A few days later, I was coming back into the city of Phnom Penh after a day of teaching. Amy, one of my fellow MCCers, was driving our motorbike, and I, like a good Cambodian woman, was sitting sidesaddle on the back. Halfway home, as we were passing another moto, he came up on a bike on his right-hand side and moved left to avoid it—right into our path. Amy couldn’t move out of his way without hitting an oncoming car in the opposite lane. Our motos hit, and we both lost control. The next thing I knew, my head was slamming against the ground, and I was lying on my back in the dirt on the opposite side of the road. Thinking, “That should’ve hurt a whole lot more than it just did.” Thinking, “If I hadn’t been wearing this helmet, I wouldn’t be able to just get up and walk away right now.”

But I did—a little shaken, but otherwise no worse for the wear than a few bruises, a little blood, and a lot of dirt. Amy and the other moto driver seemed to be fine as well, and after several minutes of assuring each other that everyone, incredibly enough, was more or less alright, we pulled our banged-up moto out of the dirt and continued on our way.

As I sat there the second time, I kept thinking about how lucky we were. Lucky I was wearing my helmet, wasn’t it? Lucky there was no oncoming traffic the moment we swerved through the other lane. Lucky I was wearing a skirt and sitting sideways so my leg didn’t get trapped under the moto as it fell. Lucky we landed in the dirt and not on the pavement. Yeah, it was lucky. It was fate. It was us being prepared and remaining calm in the heat of the moment. Who am I kidding? It wasn’t us. It was something else protecting us.

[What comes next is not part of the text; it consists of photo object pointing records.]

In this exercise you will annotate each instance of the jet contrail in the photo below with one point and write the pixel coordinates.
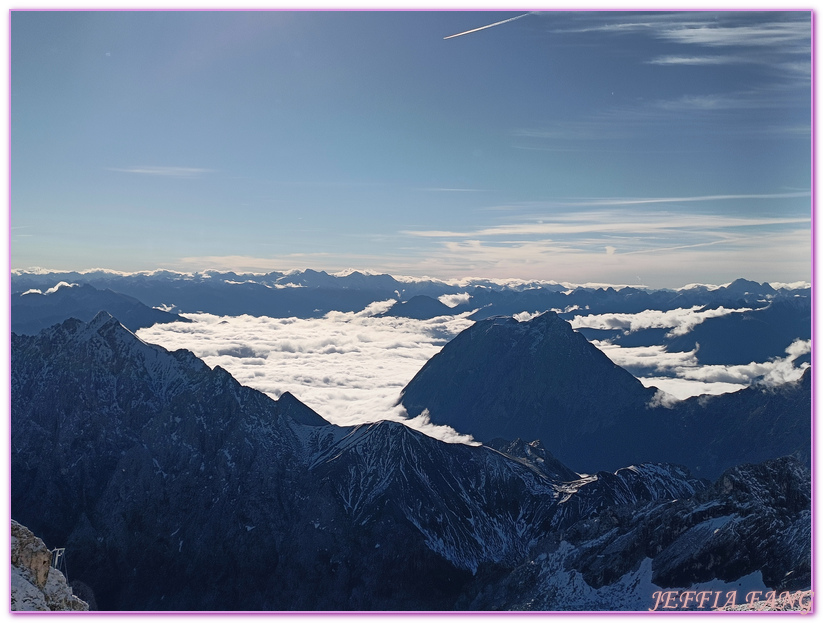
(468, 32)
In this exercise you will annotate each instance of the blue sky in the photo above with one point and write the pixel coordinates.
(644, 148)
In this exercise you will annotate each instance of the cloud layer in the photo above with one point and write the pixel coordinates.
(681, 320)
(349, 367)
(679, 374)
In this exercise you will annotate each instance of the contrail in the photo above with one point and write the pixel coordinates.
(468, 32)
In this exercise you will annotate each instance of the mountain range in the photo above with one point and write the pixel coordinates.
(173, 487)
(540, 379)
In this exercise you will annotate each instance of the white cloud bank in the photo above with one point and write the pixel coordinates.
(349, 367)
(681, 320)
(679, 375)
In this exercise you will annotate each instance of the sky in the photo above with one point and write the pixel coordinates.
(652, 148)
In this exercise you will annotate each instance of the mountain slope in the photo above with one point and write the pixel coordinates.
(173, 487)
(542, 380)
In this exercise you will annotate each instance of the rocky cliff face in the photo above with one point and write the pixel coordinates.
(35, 585)
(542, 380)
(175, 488)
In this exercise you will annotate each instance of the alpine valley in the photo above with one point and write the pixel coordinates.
(174, 487)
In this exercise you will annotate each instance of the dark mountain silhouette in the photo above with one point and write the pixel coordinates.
(419, 307)
(33, 311)
(174, 487)
(542, 380)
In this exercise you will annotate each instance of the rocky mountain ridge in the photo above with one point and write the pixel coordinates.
(35, 584)
(174, 487)
(540, 379)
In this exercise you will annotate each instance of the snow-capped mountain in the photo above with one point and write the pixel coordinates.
(749, 531)
(33, 310)
(174, 487)
(539, 379)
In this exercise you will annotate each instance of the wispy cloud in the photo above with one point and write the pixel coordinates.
(699, 60)
(452, 190)
(680, 375)
(163, 171)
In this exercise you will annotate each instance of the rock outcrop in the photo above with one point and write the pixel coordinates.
(35, 585)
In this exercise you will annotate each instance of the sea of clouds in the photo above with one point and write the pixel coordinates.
(351, 367)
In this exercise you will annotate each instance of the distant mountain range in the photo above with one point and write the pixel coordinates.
(540, 379)
(33, 311)
(175, 488)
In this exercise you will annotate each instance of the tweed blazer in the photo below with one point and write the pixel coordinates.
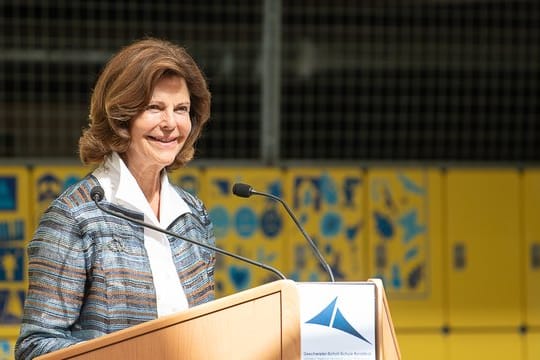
(89, 273)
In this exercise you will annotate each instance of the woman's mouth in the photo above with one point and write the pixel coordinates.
(164, 140)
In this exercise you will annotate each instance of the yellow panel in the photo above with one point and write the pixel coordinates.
(405, 236)
(531, 263)
(329, 202)
(48, 182)
(423, 346)
(251, 227)
(493, 346)
(15, 230)
(532, 346)
(484, 245)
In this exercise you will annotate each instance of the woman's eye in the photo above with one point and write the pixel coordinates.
(182, 109)
(152, 107)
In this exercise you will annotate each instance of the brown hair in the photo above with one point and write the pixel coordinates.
(125, 88)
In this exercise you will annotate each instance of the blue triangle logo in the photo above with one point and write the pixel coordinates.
(331, 316)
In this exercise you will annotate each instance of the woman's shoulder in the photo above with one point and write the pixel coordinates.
(78, 193)
(191, 200)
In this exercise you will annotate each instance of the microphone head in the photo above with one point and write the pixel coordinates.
(242, 190)
(97, 193)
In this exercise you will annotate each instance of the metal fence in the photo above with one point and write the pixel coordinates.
(326, 80)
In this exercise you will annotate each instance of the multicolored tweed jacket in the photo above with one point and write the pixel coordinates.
(89, 273)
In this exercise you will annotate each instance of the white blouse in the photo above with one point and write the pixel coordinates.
(121, 188)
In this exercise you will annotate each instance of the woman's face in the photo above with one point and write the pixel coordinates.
(160, 131)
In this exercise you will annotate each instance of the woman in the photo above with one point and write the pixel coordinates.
(91, 273)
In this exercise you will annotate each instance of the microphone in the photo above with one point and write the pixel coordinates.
(97, 194)
(245, 190)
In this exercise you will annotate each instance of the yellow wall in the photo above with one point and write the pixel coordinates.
(458, 250)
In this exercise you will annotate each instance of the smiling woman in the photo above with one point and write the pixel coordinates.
(98, 273)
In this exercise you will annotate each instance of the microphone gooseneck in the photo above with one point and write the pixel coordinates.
(245, 190)
(242, 190)
(97, 194)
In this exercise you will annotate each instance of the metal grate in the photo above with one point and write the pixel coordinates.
(52, 51)
(411, 80)
(367, 80)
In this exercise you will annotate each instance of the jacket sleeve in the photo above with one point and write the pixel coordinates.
(57, 277)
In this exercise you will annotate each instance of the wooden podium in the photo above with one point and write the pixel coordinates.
(260, 323)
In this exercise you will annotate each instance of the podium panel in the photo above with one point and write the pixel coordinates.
(260, 323)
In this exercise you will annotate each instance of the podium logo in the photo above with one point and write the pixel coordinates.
(332, 317)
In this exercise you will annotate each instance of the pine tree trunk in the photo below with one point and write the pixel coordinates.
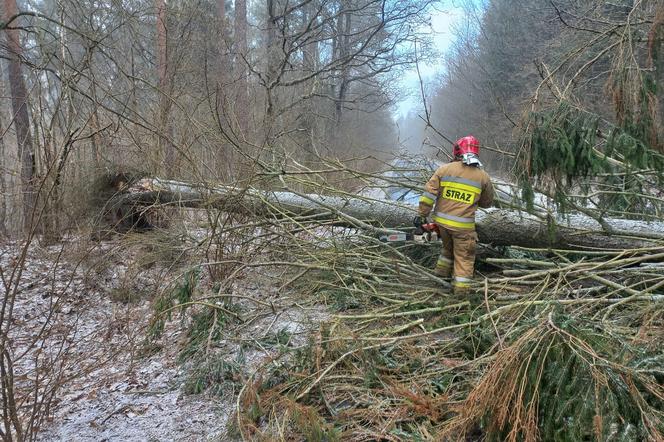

I had been looking for a case of God’s protection, and here I had one. What more could I want? If I hadn’t been thinking about it ahead of time, would it have crossed my mind? Maybe not. I’m sure I’ve experienced God’s care countless times before without recognizing it, but receiving that protection and consciously acknowledging it are two very different things. We all tend to find what we’re looking for. We tell the stories so they make sense to us somehow. I was looking for protection, and I found it. I can’t prove that’s what kept us safe. There’s no hard evidence. And at some point, that’s not what matters. God’s presence in this story—in any story—isn’t something to be proven. It’s a choice to be made. If I can tell the story with God or with luck, and neither version can be proved right or wrong, I choose to tell it with God. It keeps me humble. It keeps me amazed at the miracle of life. It keeps me wondering what else I might find if I start looking for it.